Some worry drug users won't put in the effort to test, but Laliberte Barnes said knowing the contents is worth it. Others worry about the risk-taking type of user who is simply looking for euphoria.
"The problem is that some people are using fentanyl knowingly because they want to try to get a better high," Cooper said. "They might look for fentanyl because they know that's a lot stronger."
'Keeps you safer'
Even if the test strips aren't realistic for all users, they offer knowledge, says Lyndsay Hartman of Batavia, founder of the Point to Point syringe access program.

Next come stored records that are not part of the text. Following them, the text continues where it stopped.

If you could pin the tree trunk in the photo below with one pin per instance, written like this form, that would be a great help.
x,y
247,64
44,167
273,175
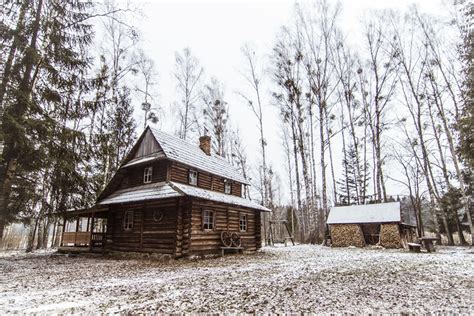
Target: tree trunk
x,y
10,151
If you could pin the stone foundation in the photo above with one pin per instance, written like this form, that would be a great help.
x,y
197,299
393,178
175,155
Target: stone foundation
x,y
390,236
345,235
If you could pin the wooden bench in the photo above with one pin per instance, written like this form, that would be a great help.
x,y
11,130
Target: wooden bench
x,y
413,247
235,249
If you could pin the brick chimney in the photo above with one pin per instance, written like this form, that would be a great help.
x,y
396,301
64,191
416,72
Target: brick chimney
x,y
205,144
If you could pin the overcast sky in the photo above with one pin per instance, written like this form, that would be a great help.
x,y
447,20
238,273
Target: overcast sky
x,y
216,30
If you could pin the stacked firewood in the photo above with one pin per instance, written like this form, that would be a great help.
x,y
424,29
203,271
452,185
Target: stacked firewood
x,y
390,236
345,235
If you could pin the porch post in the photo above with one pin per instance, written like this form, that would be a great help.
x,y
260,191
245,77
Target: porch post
x,y
63,230
77,228
91,231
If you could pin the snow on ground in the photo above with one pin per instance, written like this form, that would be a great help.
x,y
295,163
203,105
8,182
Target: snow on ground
x,y
294,279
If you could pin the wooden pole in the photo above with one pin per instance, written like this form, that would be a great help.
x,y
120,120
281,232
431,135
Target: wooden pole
x,y
77,228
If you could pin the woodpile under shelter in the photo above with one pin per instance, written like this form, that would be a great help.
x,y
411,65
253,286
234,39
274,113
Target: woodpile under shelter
x,y
383,224
168,197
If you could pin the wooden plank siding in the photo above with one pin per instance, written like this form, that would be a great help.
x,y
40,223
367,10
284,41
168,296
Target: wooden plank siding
x,y
180,173
134,175
147,146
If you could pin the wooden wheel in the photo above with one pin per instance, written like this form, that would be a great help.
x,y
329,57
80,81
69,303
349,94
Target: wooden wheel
x,y
226,238
236,240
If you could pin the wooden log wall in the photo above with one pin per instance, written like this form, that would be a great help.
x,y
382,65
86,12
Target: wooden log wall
x,y
147,234
183,229
180,173
226,217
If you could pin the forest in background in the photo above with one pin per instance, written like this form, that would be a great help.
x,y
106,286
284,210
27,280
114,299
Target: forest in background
x,y
402,97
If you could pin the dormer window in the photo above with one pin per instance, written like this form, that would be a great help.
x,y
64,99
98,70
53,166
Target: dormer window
x,y
147,173
227,187
193,177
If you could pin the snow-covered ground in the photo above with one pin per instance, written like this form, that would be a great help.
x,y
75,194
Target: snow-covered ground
x,y
294,279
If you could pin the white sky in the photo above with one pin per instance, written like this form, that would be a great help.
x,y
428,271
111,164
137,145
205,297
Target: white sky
x,y
215,31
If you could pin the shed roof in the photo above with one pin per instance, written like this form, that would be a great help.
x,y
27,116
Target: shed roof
x,y
189,154
164,190
368,213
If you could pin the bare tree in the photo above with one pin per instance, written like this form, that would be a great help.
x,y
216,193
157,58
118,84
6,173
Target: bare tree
x,y
188,74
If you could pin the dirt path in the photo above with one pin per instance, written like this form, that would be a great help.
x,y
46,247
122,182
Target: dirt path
x,y
293,279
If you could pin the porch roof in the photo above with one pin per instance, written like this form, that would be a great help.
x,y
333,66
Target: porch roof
x,y
164,190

Hartman ensures each person who takes syringes also leaves with a dose of naloxone for overdose reversal. She hopes to receive a donated supply of fentanyl test strips soon.
"It's really important (to test) because people don't know what's in their drugs and then they're overdosing," Hartman said. "It keeps you safer to know what you're injecting."
As fentanyl test strips become more widely available, advocates say they could combine with other efforts against the opioid epidemic that have ramped up during the past five years across Cook, DuPage, Kane, Lake, McHenry and Will counties. Efforts include education, widespread availability of naloxone and the willingness of suburban police departments to help users find treatment.
Even if overdose death totals do not yet show it, Laliberte Barnes says these efforts are producing "encouraging" results.
Through Aug. 24 across the six-county region excluding Chicago, 321 people have died from opioid-related overdoses, compared with 689 in all of 2017.
The numbers appear on pace to fall below last year's total, but overdose cases can be pending for more than six weeks as coroners await toxicology results, meaning the total could be dozens of deaths behind.
In Lake County, for example, Cooper is awaiting toxicology on 18 deaths he knows are overdoses, though he does not yet know from which substance or substances.
That's why officials suggest continued vigilance.
"We need to be able to continue implementing more solutions," Laliberte Barnes said, "to really see a dent."